(UFU) Parado, com a colher suspensa sobre a bancada de aço inox, o sujeito atravancava minha passagem
14. (UFU) Parado, com a colher suspensa sobre a bancada de aço inox, o sujeito atravancava minha passagem. Ia enfiá-la no pote de ervilhas, arremeteu, pousou-a na bandeja de beterrabas, levantou uma rodela, soltou-a, duas gotas vermelhas respingaram no talo de uma couve-flor. Fosse mais para trás, lá pela travessa do agrião, eu poderia ultrapassá-lo e chegar aos molhos a tempo de colocar azeite e vinagre antes que ele se aproximasse, mas da beterraba aos temperos é um passo e então seria eu a atrapalhar sua cadência. (Segundo a etiqueta não escrita dos restaurantes por quilo, a ultrapassagem só é permitida se não for reduzir a velocidade do ultrapassado – o que seria equivalente a furar a fila).

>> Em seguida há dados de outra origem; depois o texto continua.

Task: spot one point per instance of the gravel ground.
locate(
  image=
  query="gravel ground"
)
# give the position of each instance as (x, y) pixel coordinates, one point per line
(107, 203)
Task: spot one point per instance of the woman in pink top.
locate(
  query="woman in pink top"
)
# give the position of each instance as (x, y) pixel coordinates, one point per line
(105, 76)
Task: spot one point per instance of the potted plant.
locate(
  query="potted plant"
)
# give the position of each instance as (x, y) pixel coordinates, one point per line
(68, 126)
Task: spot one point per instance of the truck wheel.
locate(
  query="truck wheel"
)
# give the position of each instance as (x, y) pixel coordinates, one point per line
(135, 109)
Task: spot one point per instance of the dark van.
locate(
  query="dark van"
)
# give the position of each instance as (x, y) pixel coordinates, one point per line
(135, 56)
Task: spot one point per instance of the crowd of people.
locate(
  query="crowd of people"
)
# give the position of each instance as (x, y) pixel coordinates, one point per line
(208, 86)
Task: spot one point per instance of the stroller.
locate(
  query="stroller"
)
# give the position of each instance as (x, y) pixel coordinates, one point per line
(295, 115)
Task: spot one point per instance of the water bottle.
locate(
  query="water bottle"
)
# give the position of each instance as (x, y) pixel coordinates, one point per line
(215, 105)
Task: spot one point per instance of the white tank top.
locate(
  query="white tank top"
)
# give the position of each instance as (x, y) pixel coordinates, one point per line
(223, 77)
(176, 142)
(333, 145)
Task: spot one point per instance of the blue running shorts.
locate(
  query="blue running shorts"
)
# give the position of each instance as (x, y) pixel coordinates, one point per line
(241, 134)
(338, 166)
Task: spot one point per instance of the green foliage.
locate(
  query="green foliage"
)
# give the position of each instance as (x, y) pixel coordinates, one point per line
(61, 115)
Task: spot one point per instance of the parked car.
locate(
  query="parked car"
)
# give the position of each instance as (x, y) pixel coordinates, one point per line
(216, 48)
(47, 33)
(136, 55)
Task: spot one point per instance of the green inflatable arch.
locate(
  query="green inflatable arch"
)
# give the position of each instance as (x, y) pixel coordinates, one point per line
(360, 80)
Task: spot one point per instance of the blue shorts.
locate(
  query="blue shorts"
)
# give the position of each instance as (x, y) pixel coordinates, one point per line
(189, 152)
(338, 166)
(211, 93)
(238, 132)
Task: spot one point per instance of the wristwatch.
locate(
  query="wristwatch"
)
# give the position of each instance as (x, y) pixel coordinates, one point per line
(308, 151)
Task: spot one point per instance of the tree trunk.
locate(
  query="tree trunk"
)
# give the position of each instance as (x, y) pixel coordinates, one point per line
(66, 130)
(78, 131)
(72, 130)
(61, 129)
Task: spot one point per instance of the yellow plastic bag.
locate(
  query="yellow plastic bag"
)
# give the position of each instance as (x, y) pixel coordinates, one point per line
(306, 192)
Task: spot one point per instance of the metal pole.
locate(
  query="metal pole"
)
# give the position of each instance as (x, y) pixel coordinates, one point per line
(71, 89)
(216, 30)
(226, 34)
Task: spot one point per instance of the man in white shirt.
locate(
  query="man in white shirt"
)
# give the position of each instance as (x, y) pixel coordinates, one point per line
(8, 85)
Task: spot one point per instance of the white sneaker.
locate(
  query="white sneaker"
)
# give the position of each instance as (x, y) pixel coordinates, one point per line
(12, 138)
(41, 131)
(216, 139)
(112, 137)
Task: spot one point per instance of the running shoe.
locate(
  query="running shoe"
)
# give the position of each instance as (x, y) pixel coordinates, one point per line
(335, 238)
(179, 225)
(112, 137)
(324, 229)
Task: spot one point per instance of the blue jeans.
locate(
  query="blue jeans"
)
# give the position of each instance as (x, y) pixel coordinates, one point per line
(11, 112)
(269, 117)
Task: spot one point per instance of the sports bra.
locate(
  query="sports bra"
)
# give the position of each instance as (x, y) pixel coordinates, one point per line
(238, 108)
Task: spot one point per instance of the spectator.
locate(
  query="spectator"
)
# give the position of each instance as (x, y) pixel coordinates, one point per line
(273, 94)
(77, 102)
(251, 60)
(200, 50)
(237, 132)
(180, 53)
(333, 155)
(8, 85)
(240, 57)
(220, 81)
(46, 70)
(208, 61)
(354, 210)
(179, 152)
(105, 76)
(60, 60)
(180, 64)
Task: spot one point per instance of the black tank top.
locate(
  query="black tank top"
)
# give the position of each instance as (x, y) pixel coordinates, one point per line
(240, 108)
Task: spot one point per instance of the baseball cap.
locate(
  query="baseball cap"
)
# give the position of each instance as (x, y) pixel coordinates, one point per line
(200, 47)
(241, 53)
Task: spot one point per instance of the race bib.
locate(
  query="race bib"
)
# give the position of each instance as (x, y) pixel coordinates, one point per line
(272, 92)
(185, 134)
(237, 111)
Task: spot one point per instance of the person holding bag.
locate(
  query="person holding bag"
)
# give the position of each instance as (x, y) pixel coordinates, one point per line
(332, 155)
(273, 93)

Tudo é movimento, dizia Heráclito; o mundo gira, a lusitana roda, anunciava a televisão: só eu não me mexia, preso diante da cumbuca de grãos de bico com atum. Fiquei irritado. Aquele homem hesitante estava travando o fluxo de minha vida, dali para frente todos os eventos estariam quinze segundos atrasados: da entrega desta crônica ao meu último suspiro.
PRATA, A. A zona do agrião. Estadão, 23 dez. 2008. Disponível em: . Acesso em: 30 mar. 2018.
Narrada na primeira pessoa do singular, a crônica parte de um evento corriqueiro na fila de um restaurante por quilo para elaborar uma reflexão sobre a passagem do tempo. No texto, a função metalinguística da linguagem é evidenciada no fragmento
- “Segundo a etiqueta não escrita dos restaurantes por quilo, a ultrapassagem só é permitida se não for reduzir a velocidade do ultrapassado [...].”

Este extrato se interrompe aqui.